Here’s a minimal template:
<svg
xmlns="http://www.w3.org/2000/svg"
xmlns:xlink="http://www.w3.org/1999/xlink"
role="img"
viewBox="0 0 256 256"
width="256" height="256"
>
<title>Your title</title>
<path d="" />
</svg>
Notes:
- XML has two versions (1.0 and 1.1). Stick with 1.0 - it’s the default, works everywhere, and has no real drawbacks.
- SVG also has several versions (1.0, 1.1, 2.0 draft). Modern browsers support the latest features automatically, so you can just omit the version attribute.
- Always declare:
- the namespace (XML requirement),
- width + height or a viewBox (defines the canvas),
- and a title (acts as accessible text).
Place the
<title>
as the first child of the<svg>
element.
Icons
For icons, I used free SVGs from SVG Repo
To make them behave like inline emojis (so they can sit inside text), I set:
<svg role="img" height="1em" width="1em" fill="currentColor">
<title>Save</title>
<path d="..." />
</svg>
role="img"
improves accessibility.height="1em" width="1em"
makes the icon scale like a character of text.fill="currentColor"

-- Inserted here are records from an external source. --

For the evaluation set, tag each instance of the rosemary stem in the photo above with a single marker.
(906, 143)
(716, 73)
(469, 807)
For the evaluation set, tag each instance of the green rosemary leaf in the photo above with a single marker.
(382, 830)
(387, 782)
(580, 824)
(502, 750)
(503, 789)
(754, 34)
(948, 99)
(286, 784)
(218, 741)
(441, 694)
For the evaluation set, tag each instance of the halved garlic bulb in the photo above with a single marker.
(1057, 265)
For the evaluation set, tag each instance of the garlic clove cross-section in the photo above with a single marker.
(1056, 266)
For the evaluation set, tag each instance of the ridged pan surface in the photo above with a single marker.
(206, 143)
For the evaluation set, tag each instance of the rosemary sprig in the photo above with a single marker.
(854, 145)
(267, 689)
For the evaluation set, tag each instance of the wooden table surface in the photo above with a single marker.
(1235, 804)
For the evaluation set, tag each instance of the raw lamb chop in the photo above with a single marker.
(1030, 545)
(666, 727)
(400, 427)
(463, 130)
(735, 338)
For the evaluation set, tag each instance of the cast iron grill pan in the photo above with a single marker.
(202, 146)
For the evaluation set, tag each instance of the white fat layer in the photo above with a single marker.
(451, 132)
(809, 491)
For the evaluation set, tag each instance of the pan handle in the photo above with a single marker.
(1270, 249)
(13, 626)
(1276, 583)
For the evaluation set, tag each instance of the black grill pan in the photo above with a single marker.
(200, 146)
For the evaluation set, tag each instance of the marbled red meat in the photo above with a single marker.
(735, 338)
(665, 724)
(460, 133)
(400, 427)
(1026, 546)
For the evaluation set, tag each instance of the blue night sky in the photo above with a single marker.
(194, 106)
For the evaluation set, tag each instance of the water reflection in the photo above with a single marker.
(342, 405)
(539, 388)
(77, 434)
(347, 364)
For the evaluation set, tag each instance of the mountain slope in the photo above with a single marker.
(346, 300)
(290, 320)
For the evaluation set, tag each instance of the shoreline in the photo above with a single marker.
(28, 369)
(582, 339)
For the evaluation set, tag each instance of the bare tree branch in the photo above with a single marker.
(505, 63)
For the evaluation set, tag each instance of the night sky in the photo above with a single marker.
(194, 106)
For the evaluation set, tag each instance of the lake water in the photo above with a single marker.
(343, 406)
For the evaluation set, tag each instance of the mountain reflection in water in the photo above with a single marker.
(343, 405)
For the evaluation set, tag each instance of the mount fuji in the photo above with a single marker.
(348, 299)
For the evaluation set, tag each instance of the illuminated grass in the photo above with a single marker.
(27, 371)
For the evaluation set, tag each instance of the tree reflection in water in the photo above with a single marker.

ensures the icon inherits the text color.
And a little CSS makes them align better:
svg {
vertical-align: text-bottom;
font-size: 1.2em;
}
Favicon
Favicons are the small icons shown in browser tabs, bookmarks, and also used for home screen shortcuts.
I started with an SVG, then generated the required raster versions using rsvg-convert:
# Browser favicon: 32px, no margin, no background
rsvg-convert favicon.svg -w 32 -h 32 -o favicon.ico
# Apple touch icon: 180px canvas, 15% margin, white background
rsvg-convert favicon.svg --page-width 180 --page-height 180 --left 27 --top 27 -w 126 -h 126 -b white -o apple-touch-icon.png
# Android icon: 192px canvas, 20% margin, white background
rsvg-convert favicon.svg --page-width 192 --page-height 192 --left 38 --top 38 -w 116 -h 116 -b white -o favicon-192.png
# Open Graph (link previews): 512px canvas, 20% margin, white background
rsvg-convert favicon.svg --page-width 512 --page-height 512 --left 102 --top 102 -w 308 -h 308 -b white -o favicon-512.png
This covers browsers, iOS, Android, and link previews.
Linking icons in <head>
To make sure browsers actually use these icons,
I added the following to my BaseHead.astro
component:
{/* Icons */}
<link rel="icon" href="/favicon.ico" sizes="any" />
<link rel="icon" href="/favicon.svg" type="image/svg+xml" />
<link rel="apple-touch-icon" href="/apple-touch-icon.png" />
{/* Manifest */}
<link rel="manifest" href="/manifest.webmanifest" />
This covers:
- the standard browser favicon (favicon.ico),
- the scalable SVG fallback,
- the iOS Apple touch icon,
- and a PWA manifest that defines Android and Open Graph icons.
Manifest
The manifest.webmanifest
contains metadata for Progressive Web Apps (PWAs).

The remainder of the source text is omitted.